# Final Project in Text Analysis and Natural Language Processing

### Title: Predicting financial risk using NLP, a sentiment and entity based approach

#### Table of contents:


<a href='#web_scrape'>1. Webscraping the data from the Google News </a><br>
    
<a href='#data_cleaning'>2. Text Cleaning & Deduplication</a>

<a href='#data_pre'>3. Data Preprocessing</a>	

<a href='#data_nlp'>4. Text Analysis and NLP </a>

### Importing the needed libraries

Here we are importing the libraries that I will be needing for the further analysis:

In [1]:
# Importing libraries to scrap

from serpapi import GoogleSearch
import pandas as pd
from datetime import datetime, timedelta
import time
import re

## Webscraping the data from the Independent newspaper <a id='web_scrape'></a>

In this code snippet i have tried to scrap recent financial news headlines and a short description of the news using SerpAPI (Google News API) for the following companies:

- Apple
- Tesla
- Nvidia
- Amazon

The objective is to retrieve high-quality, recent news headlines and snippets (within the last 90 days) that can be used for further Sentiment analysis, Entity recogntion and Risk Scoring. 

In [None]:
# ✅ Step 1: Your SerpAPI Key
API_KEY = "--"

# ✅ Step 2: Parse Relative/Absolute Dates
def parse_relative_date(text):
    today = datetime.today()
    try:
        if re.search(r"\w{3,} \d{1,2}, \d{4}", text):  # e.g.
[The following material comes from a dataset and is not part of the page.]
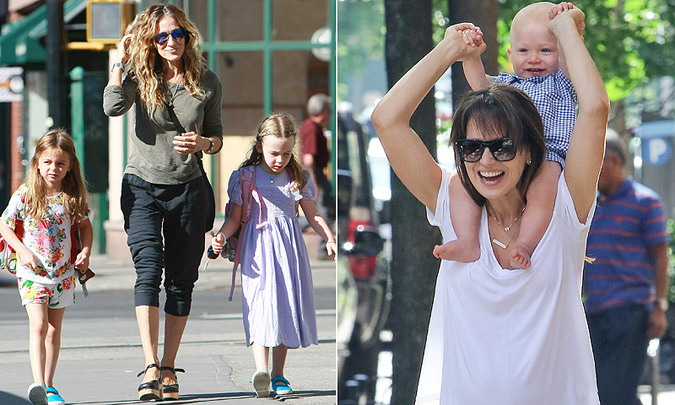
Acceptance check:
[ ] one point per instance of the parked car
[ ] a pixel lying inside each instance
(364, 286)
Apr 4, 2025
            return datetime.strptime(text, "%b %d, %Y")
        elif "day" in text:
            days = int(re.search(r"(\d+)", text).group(1))
            return today - timedelta(days=days)
        elif "hour" in text:
            hours = int(re.search(r"(\d+)", text).group(1))
            return today - timedelta(hours=hours)
        elif "week" in text:
            weeks = int(re.search(r"(\d+)", text).group(1))
            return today - timedelta(weeks=weeks)
        elif "month" in text:
            months = int(re.search(r"(\d+)", text).group(1))
            return today - timedelta(days=30 * months)
        else:
            return None
    except:
        return None

# ✅ Step 3: Scraper Function
def scrape_serpapi_news(company, target_articles=600):
    print(f"🔍 Scraping {company}...")
    results = []
    page = 0
    collected = 0
    today = datetime.today()
    ninety_days_ago = today - timedelta(days=90)
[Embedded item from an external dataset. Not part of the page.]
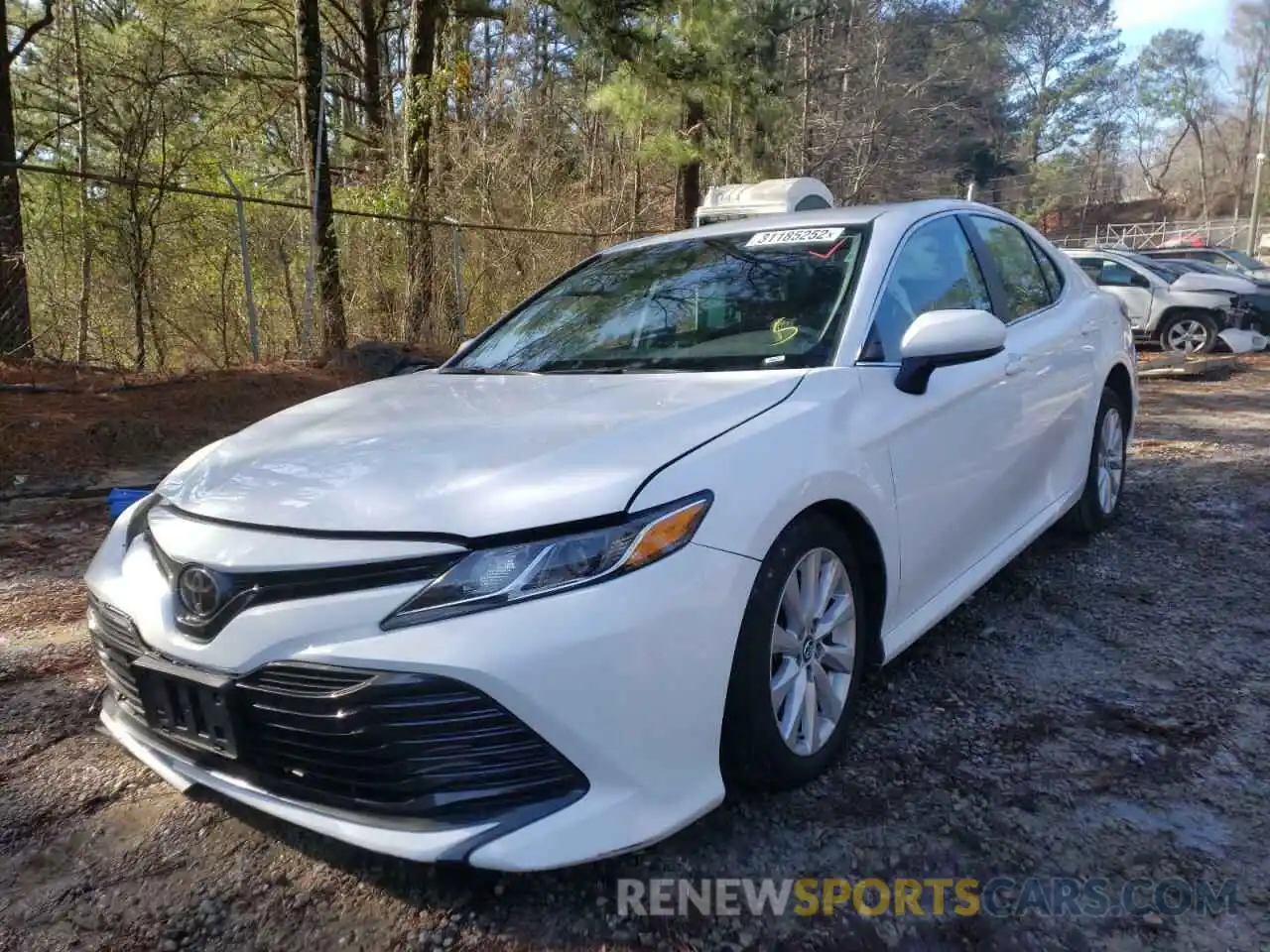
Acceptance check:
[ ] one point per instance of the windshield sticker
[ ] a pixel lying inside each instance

    while collected < target_articles:
        params = {
            "engine": "google",
            "q": f"{company} stock",
            "tbm": "nws",
            "api_key": API_KEY,
            "num": 100,
            "start": page * 100,
            "tbs": "cdr:1,cd_min:1/14/2024,cd_max:4/14/2025"
        }

        search = GoogleSearch(params)
        response = search.get_dict()
        news_results = response.get("news_results", [])

        if not news_results:
            print(f"⚠️ No more news results found at page {page} for {company}")
            break

        for article in news_results:
            pub_date_raw = article.get("date")
            parsed_date = parse_relative_date(pub_date_raw)

            if parsed_date and parsed_date >= ninety_days_ago:
                results.append({
                    "company": company,
                    "title": article.get("title"),
                    "link": article.get("link"),
                    "snippet": article.get("snippet"),
                    "source": article.get("source"),
                    "published": parsed_date.strftime("%m/%d/%Y")
                })

        collected = len(results)
        page += 1
        time.sleep(1)

    print(f"✅ Collected {len(results)} valid articles for {company}")
    return pd.DataFrame(results[:target_articles])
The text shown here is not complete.